Grant Purdy and Roger Estall have recently published a book on decision-making called Deciding. Written to help decision makers (they call them Deciders) to make ‘even better decisions’ it goes directly to the two big challenges for every Decider – ensuring that each decision will contribute to (rather than detract from) achieving the purpose of their organisation, and being sufficiently certain that the outcomes that result from the decision, are those they intend.
Despite ‘risk management’ having no solid foundation or universal meaning, the advocates of its many guises – each pulling the levers available to them – created a perception in those responsible for the governance of organisations that ‘risk management’ was ‘good’ and should therefore be adopted.

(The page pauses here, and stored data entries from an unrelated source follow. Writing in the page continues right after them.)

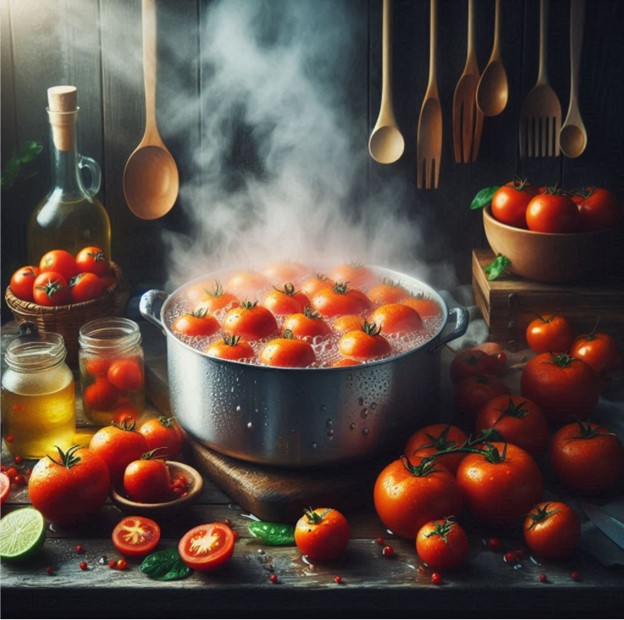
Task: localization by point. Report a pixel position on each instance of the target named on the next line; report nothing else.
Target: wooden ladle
(493, 87)
(573, 135)
(150, 180)
(386, 143)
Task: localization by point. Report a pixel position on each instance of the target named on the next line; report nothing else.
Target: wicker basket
(67, 320)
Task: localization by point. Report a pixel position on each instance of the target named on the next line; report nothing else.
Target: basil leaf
(276, 534)
(483, 197)
(497, 267)
(166, 565)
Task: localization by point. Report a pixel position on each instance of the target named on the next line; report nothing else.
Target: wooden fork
(429, 138)
(540, 113)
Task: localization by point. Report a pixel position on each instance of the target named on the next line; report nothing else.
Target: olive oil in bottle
(70, 217)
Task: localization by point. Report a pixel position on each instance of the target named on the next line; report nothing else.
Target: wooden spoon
(493, 88)
(150, 179)
(573, 135)
(386, 143)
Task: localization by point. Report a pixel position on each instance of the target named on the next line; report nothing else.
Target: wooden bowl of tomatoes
(186, 485)
(544, 252)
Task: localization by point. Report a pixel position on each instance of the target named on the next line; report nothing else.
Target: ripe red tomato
(22, 282)
(396, 318)
(196, 323)
(91, 259)
(366, 343)
(442, 544)
(250, 321)
(287, 352)
(136, 536)
(552, 212)
(59, 261)
(50, 289)
(587, 458)
(550, 333)
(500, 484)
(70, 487)
(552, 530)
(126, 374)
(340, 299)
(84, 287)
(322, 534)
(434, 438)
(231, 348)
(474, 392)
(118, 445)
(147, 480)
(469, 362)
(600, 209)
(509, 203)
(406, 496)
(564, 387)
(164, 433)
(207, 547)
(518, 419)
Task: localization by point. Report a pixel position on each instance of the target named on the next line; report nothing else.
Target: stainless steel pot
(303, 418)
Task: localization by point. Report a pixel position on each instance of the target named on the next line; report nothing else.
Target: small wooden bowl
(556, 257)
(163, 510)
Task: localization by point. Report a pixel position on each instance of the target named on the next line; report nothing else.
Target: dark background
(92, 43)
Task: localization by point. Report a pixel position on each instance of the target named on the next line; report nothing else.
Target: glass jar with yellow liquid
(71, 216)
(38, 396)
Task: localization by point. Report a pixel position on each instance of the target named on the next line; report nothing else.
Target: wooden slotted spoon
(467, 118)
(540, 113)
(429, 137)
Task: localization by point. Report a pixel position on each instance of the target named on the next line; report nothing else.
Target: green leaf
(483, 197)
(497, 267)
(165, 565)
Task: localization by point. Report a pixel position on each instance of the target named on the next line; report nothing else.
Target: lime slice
(22, 533)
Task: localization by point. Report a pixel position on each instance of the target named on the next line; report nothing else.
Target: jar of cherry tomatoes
(38, 395)
(112, 375)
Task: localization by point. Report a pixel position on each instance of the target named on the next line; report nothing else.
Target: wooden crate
(510, 303)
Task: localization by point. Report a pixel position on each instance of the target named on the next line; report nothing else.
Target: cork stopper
(61, 110)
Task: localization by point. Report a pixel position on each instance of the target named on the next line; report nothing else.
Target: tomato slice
(136, 536)
(207, 546)
(5, 486)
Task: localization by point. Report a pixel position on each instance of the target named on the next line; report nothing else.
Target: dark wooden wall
(96, 45)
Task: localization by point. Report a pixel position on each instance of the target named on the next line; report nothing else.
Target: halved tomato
(206, 547)
(136, 536)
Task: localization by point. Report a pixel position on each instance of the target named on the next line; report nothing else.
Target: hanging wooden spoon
(150, 179)
(493, 88)
(386, 143)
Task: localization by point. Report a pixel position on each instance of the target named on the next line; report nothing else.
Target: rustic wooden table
(372, 585)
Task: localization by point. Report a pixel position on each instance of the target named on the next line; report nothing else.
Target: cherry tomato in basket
(59, 261)
(366, 343)
(250, 321)
(322, 534)
(207, 547)
(442, 544)
(408, 495)
(84, 287)
(588, 458)
(550, 333)
(22, 282)
(50, 289)
(91, 259)
(163, 433)
(136, 536)
(552, 530)
(500, 484)
(564, 387)
(287, 352)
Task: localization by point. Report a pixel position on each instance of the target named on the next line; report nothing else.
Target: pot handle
(461, 319)
(146, 307)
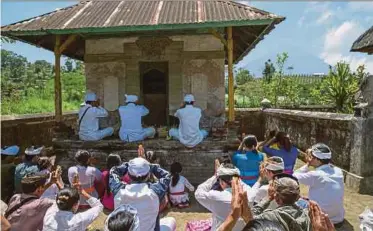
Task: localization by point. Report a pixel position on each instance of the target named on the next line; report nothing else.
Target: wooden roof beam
(67, 42)
(248, 33)
(219, 36)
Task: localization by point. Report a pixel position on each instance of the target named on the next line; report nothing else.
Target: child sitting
(108, 198)
(178, 196)
(45, 166)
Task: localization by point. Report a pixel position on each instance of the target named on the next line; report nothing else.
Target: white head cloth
(131, 98)
(223, 171)
(366, 220)
(275, 163)
(32, 151)
(10, 151)
(125, 209)
(188, 98)
(138, 167)
(90, 96)
(319, 154)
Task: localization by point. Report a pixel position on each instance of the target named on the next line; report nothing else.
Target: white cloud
(337, 44)
(325, 17)
(360, 6)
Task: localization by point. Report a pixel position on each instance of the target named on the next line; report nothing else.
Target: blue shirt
(21, 171)
(130, 116)
(288, 157)
(248, 163)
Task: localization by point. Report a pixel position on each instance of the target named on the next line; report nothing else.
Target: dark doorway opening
(154, 90)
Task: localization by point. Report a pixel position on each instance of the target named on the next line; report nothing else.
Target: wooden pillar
(230, 76)
(57, 80)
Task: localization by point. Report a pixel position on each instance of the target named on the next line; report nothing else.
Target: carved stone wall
(195, 65)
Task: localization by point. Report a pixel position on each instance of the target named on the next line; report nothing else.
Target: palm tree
(341, 86)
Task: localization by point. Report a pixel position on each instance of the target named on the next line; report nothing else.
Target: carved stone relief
(153, 47)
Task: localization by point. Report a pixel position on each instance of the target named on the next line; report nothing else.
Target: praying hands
(239, 207)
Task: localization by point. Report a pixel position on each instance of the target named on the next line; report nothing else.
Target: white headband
(125, 208)
(319, 154)
(10, 151)
(32, 151)
(275, 165)
(138, 167)
(223, 171)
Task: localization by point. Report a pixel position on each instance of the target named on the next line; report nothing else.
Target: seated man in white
(130, 115)
(89, 115)
(325, 182)
(188, 132)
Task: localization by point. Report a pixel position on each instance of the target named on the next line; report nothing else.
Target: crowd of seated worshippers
(131, 129)
(135, 192)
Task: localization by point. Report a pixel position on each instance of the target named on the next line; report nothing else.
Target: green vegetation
(337, 88)
(29, 87)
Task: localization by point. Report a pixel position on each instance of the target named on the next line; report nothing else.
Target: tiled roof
(151, 13)
(364, 43)
(144, 17)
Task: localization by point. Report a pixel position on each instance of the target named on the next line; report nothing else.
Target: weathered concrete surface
(197, 162)
(37, 129)
(350, 138)
(308, 128)
(195, 65)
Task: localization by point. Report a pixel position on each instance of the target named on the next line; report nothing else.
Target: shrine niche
(153, 47)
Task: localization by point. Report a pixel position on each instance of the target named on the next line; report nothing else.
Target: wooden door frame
(165, 69)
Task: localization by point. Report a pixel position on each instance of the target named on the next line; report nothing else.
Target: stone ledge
(208, 145)
(359, 184)
(309, 114)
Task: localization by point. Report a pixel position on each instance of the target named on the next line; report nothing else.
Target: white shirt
(144, 200)
(219, 203)
(189, 133)
(179, 188)
(90, 122)
(59, 220)
(87, 177)
(52, 191)
(130, 116)
(260, 192)
(326, 187)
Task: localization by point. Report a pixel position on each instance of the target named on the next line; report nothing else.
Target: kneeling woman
(247, 159)
(62, 216)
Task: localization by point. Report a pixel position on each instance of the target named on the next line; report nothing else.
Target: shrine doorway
(154, 91)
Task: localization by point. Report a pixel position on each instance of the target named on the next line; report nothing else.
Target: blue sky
(315, 34)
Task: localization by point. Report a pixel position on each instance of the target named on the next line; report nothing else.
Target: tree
(269, 71)
(6, 40)
(69, 65)
(340, 86)
(280, 62)
(243, 76)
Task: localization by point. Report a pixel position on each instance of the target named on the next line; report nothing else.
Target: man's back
(328, 191)
(189, 125)
(130, 116)
(144, 200)
(291, 217)
(29, 217)
(21, 171)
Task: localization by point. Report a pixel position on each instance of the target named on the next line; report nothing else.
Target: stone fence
(350, 138)
(36, 129)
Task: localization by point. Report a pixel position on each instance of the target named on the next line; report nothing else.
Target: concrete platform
(198, 162)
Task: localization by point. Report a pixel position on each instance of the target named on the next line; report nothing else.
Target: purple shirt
(29, 217)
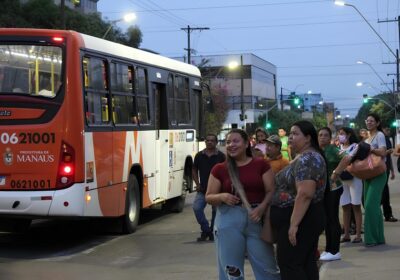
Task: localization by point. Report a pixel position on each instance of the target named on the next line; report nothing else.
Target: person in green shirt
(332, 197)
(285, 149)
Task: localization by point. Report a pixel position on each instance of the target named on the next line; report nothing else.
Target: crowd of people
(290, 189)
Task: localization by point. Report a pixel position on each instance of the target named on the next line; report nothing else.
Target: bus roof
(106, 46)
(102, 45)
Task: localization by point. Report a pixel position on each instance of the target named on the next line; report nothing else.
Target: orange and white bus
(91, 128)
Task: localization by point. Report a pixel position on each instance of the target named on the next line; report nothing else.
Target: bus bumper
(66, 202)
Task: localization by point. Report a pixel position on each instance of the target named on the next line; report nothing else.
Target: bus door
(162, 141)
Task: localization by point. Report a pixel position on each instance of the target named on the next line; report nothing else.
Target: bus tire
(175, 205)
(130, 220)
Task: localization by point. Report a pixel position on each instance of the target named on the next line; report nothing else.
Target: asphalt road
(163, 247)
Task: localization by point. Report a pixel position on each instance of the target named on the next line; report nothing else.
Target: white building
(259, 85)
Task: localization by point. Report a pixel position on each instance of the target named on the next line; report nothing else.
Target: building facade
(250, 86)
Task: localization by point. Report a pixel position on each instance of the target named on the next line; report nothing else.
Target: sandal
(357, 240)
(345, 239)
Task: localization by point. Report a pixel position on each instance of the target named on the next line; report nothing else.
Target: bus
(90, 128)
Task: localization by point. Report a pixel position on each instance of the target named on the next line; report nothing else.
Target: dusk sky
(314, 44)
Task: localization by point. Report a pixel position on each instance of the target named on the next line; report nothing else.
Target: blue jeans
(235, 235)
(199, 204)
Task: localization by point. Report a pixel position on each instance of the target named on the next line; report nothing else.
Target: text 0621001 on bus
(91, 128)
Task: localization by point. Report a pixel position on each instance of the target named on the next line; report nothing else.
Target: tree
(378, 104)
(279, 119)
(45, 14)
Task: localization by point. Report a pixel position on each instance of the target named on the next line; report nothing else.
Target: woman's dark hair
(327, 129)
(353, 136)
(260, 129)
(232, 167)
(377, 119)
(244, 136)
(308, 128)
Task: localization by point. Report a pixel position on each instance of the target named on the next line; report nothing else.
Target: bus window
(182, 101)
(171, 103)
(28, 69)
(142, 97)
(96, 94)
(123, 100)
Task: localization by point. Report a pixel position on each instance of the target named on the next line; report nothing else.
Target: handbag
(367, 168)
(346, 175)
(398, 164)
(267, 233)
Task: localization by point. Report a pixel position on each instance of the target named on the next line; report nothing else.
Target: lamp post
(376, 73)
(127, 18)
(233, 65)
(396, 55)
(360, 84)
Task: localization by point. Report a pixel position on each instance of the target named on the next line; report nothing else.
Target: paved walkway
(375, 263)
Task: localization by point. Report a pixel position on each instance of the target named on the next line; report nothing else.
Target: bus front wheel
(130, 219)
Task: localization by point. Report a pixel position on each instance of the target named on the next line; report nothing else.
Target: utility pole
(189, 29)
(62, 7)
(397, 52)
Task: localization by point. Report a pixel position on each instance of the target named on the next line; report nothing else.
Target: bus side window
(142, 95)
(96, 94)
(171, 103)
(182, 100)
(123, 100)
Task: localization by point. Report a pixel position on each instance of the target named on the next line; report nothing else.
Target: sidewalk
(375, 263)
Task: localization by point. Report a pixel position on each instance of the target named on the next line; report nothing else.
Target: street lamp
(396, 55)
(233, 65)
(360, 84)
(127, 18)
(376, 73)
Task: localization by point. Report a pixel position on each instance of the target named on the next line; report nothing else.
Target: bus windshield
(33, 70)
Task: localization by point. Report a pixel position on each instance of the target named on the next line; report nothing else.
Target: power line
(188, 30)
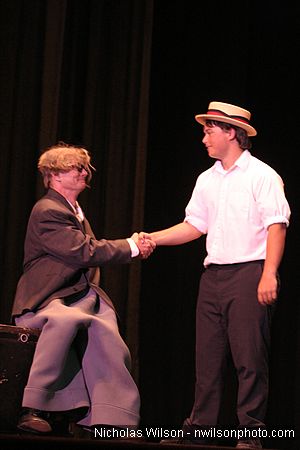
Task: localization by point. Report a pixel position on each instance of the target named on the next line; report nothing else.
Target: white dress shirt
(236, 207)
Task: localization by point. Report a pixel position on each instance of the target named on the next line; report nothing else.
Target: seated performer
(81, 364)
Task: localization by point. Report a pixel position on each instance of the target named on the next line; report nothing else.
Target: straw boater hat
(224, 112)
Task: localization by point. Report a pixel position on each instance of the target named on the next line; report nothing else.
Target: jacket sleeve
(58, 235)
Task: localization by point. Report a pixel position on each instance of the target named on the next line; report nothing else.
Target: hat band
(221, 113)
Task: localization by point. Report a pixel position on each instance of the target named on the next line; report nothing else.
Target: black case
(17, 346)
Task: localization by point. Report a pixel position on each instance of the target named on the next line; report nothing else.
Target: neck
(229, 160)
(71, 196)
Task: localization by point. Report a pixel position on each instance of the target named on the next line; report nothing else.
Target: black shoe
(249, 443)
(34, 421)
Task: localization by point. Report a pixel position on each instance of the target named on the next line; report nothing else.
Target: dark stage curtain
(76, 71)
(246, 55)
(125, 78)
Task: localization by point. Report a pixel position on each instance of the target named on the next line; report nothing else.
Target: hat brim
(202, 118)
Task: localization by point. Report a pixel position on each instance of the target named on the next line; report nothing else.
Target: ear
(231, 134)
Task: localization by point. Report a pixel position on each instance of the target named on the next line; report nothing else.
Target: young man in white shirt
(240, 205)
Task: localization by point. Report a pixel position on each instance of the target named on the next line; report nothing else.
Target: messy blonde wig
(62, 158)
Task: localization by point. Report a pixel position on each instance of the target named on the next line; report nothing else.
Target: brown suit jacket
(62, 256)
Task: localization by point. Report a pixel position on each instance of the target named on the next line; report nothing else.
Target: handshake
(145, 244)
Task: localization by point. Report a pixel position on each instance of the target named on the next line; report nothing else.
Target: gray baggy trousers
(81, 361)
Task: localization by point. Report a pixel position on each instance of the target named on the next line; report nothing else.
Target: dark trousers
(229, 317)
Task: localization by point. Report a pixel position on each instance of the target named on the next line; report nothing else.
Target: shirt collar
(242, 162)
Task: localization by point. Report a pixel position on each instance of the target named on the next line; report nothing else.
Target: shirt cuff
(134, 248)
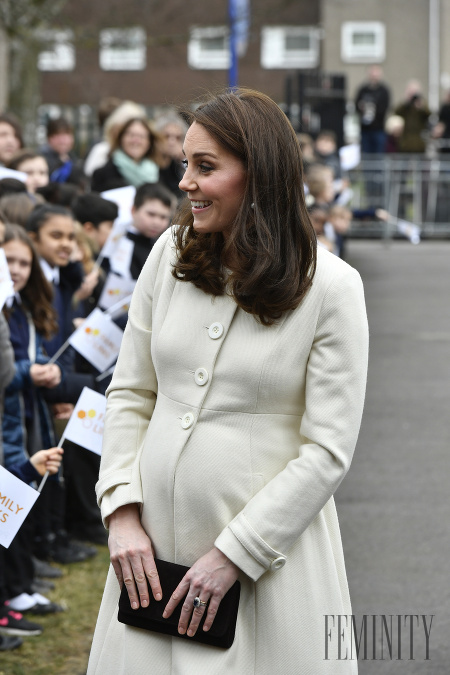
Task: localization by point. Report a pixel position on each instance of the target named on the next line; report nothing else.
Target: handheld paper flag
(85, 426)
(98, 340)
(6, 284)
(120, 259)
(115, 289)
(16, 500)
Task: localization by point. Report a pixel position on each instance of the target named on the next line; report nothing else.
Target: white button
(201, 376)
(215, 331)
(187, 420)
(278, 563)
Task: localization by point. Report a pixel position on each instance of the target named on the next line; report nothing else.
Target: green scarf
(135, 173)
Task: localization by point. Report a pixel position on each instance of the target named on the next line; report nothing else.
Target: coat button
(215, 330)
(278, 563)
(201, 376)
(187, 420)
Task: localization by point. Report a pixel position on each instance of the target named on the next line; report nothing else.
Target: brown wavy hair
(37, 294)
(271, 249)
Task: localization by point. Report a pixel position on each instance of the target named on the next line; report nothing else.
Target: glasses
(135, 136)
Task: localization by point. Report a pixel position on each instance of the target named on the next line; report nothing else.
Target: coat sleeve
(131, 398)
(260, 536)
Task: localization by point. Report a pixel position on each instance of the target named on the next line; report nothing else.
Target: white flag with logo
(120, 259)
(85, 426)
(16, 501)
(124, 198)
(409, 230)
(6, 284)
(98, 339)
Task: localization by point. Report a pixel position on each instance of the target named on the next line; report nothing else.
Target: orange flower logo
(82, 414)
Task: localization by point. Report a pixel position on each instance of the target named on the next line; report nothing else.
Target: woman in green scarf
(133, 158)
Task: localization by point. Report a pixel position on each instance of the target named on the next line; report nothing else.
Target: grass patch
(63, 648)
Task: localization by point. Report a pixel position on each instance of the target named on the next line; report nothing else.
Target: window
(123, 49)
(289, 47)
(209, 48)
(363, 41)
(59, 51)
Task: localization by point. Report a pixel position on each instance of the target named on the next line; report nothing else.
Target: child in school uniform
(52, 229)
(26, 424)
(151, 213)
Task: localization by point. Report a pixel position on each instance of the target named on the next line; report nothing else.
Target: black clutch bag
(221, 633)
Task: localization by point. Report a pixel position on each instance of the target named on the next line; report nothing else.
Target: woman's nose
(187, 183)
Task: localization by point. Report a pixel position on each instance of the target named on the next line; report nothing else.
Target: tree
(21, 22)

‘Risk management’ thus became promoted as something that is both valid and indispensable: in effect something to be believed in as essential to good governance.
Organisations were therefore encouraged by ‘risk management’ advocates to give effect to this belief by superimposing a ‘risk management framework’ across the organisation comprising various edifices. Common examples included ‘risk committees’ of the Board, ‘Chief Risk Officer’ positions and various ‘risk management’ structures, policies, reporting requirements and so on. The purpose for establishing this paraphernalia, was seldom transparent, explicit or understood. Consequently, to the extent that it actually existed, this ‘framework’ was seldom integrated with day to day decision making.
Some national stock exchanges (i.e. share trading markets) included practice of ‘risk management’ as a necessary condition for a stock being listed on their exchange. The (entirely untested) belief was that practising ‘risk management’ (in whichever guise) was prima facie evidence of, and a prerequisite for, sound management. The belief was that investors could and should have greater confidence in such companies.
This has been proved repeatedly to be a false assumption, best illustrated by the extraordinary failure of the Enron Corporation and by two spectacular examples of corporate failure that occurred while we were writing this book.
The first of the contemporary examples was the two tragic crashes of Boeing’s new 737MAX aircraft that took 346 lives in 2019. The subsequent technical and congressional investigations showed that the manufacturer’s system of’risk management’ had failed to detect or communicate the latent deficiencies in the design modifications incorporated in this model and that these had gone undetected or acted on by the regulator’s own ‘risk management’ system.
Following the second crash, the world-wide fleet of B737MAX aircraft were grounded and production of further aircraft ceased pending resolution of the problems. This had a major effect on Boeing’s reputation, profitability and stock value and caused much soul searching concerning the interface between manufacturers and regulators.
The second contemporary example was that which played out in a Royal Commission of Inquiry into perceived misconduct in the Australian banking, superannuation and financial services system.
Banks (as well as others in the financial services sector) had been early adopters of the ‘risk management’ belief system and all had established the related paraphernalia of Risk Committees, Chief Risk Officers, ‘risk policies’, ‘risk appetite statements’ and formal ‘risk reporting’, etc.
And yet the Royal Commission found a deeply disturbing trail in most of the banks reviewed, of unethical and arguably, in some cases, criminal practice. Examples included knowingly charging for services that were never provided, harshly treating borrowers (such as farmers who were not able to maintain loan repayments after succumbing to natural disasters) and providing investment advice to clients that benefited the financial institution rather than its client.
As with the Boeing 737:MAX aircraft failings, the ‘risk management’ systems of the financial sector’s regulators had also failed to detect and remedy these failings.
In the aftermath of the Royal Commission, several bank Chief Executives, Chief Risk Officers and even Directors were replaced. Shareholders of some banks exercised their power to reject the future remuneration packages for senior executives, massive costs
were incurred in making remediation payments to customers (with resultant significant drop in the value of bank stocks) and large fines were imposed.
Above all, the Royal Commission showed that the ‘risk management’ belief system and related edifices that the banks, their shareholders, customers and the regulators had strongly relied on as evidence of good governance, failed miserably. But that was hardly
surprising. Belief systems inevitably start with the answer (which is the belief) rather than with careful and objective definition of the problem.
As an article of sound governance, ‘ risk management’ in the banking sector was largely illusory.